Le groupe des travailleurs est également heureux d’appuyer la résolution qui a été proposée par l’Union européenne et qui envisage un rôle essentiel pour l’OIT dans le cadre de la promotion d’une ratification large de la convention et d’une application effective de la convention et de la recommandation. Il appelle aussi l’OIT à promouvoir un renforcement des capacités pour assurer un travail décent aux travailleurs domestiques.

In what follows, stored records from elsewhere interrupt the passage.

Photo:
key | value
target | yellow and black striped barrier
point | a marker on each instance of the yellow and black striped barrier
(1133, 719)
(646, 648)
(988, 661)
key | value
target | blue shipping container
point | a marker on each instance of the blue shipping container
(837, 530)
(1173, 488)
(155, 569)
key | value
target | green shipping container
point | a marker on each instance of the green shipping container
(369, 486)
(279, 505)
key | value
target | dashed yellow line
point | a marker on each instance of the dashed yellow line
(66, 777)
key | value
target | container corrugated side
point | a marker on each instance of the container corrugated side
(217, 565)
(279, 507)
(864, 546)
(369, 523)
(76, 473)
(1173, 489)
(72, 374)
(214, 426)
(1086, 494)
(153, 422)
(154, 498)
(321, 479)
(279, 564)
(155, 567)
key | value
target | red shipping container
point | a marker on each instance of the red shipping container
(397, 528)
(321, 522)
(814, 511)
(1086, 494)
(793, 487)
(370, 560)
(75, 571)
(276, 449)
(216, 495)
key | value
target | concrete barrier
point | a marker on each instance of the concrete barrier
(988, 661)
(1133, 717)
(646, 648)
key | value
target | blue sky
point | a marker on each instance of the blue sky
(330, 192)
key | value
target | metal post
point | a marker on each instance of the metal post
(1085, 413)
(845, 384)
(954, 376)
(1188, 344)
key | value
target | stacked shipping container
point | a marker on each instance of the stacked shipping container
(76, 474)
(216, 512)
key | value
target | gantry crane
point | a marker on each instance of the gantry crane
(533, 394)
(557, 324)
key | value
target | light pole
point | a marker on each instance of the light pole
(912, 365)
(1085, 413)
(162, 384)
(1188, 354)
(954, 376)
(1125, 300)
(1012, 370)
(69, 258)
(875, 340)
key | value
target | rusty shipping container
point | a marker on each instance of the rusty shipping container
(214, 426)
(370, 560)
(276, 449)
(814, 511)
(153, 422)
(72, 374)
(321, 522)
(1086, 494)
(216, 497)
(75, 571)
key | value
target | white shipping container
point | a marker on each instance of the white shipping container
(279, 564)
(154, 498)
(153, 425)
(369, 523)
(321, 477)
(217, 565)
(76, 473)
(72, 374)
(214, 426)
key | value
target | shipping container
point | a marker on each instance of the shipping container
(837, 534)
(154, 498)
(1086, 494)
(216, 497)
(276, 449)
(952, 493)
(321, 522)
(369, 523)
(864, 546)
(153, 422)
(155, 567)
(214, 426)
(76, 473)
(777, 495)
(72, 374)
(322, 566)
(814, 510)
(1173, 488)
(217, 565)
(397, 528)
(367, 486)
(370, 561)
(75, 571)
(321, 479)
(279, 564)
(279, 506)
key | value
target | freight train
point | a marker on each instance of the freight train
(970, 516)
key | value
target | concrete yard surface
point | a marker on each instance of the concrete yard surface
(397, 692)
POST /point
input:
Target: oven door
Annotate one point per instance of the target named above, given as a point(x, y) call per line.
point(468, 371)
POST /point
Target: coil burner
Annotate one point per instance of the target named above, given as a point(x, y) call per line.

Par conséquent, l’adoption ou la ratification de ces instruments ne doit pas être une réponse à la question «devrions-nous» ou «pourquoi», mais plutôt aux questions «comment» et «quand». Nous comprenons que, pour certains pays, des réformes peuvent être nécessaires pour permettre la ratification et la mise en œuvre des textes mais, en attendant, pourquoi ne pas les donner à l’OIT pour faciliter l’avènement de la justice sociale que nous voulons tous.

Lorsque vous déciderez de voter demain, le groupe des travailleurs vous demandera de vous pencher sur le fait que nombre des participants à la Conférence emploient des travailleurs domestiques. Beaucoup d’entre nous ne pourraient pas mener la vie qu’ils mènent et ne pourraient même pas être ici, sans le travail de quelqu’un chez eux. Beaucoup d’entre nous ce sont déjà engagés à appliquer le tra-vail décent dans nos propres foyers.

Nous reconnaissons la nécessité d’offrir la dignité humaine à une catégorie de travailleurs dont la contribution précieuse permet de construire des foyers, des communautés et des sociétés. Nous sommes tombés d’accord pour dire que le travail décent pour les travailleurs domestiques est la seule manière de leur permettre d’échapper à la pauvreté et de leur donner une autonomie économique et sociale.

Nous estimons donc que l’adoption de ces instruments est une mesure très importante sur la voie de la justice sociale parce qu’elle représente un investissement positif dans des millions de familles, de lieux de travail et de communautés.

Notre travail est cependant loin d’être fini. Le groupe des travailleurs sait que, une fois que nous aurons donné ces instruments à l’OIT demain, notre tâche suivante sera de veiller à ce que les législations nationales et les règlements nationaux, les accords collectifs, soient conformes au consensus qui s’est dégagé de nos travaux. Plus important encore, ces instruments ne font que fixer des normes minimums, nous voulons encore les améliorer grâce à un dialogue social constructif.

L’heure est venue d’adopter ces instruments et d’aider l’OIT à faire progresser la vision du travail décent pour tous. Par conséquent, nous vous recommandons d’écrire une page d’histoire pour l’OIT et pour les millions de travailleurs domestiques et leur famille partout dans le monde. Ce n’est pas parce que nous avons attendu pour leur conférer une dignité que cette dignité doit être niée.

Les millions de travailleurs domestiques partout dans le monde comptent sur nous. Grâce à notre vote demain, que nous espérons majoritaire, nous proclamerons notre foi en l’OIT et notre engagement à l’égard de la dignité humaine, la justice sociale et le travail décent pour tous.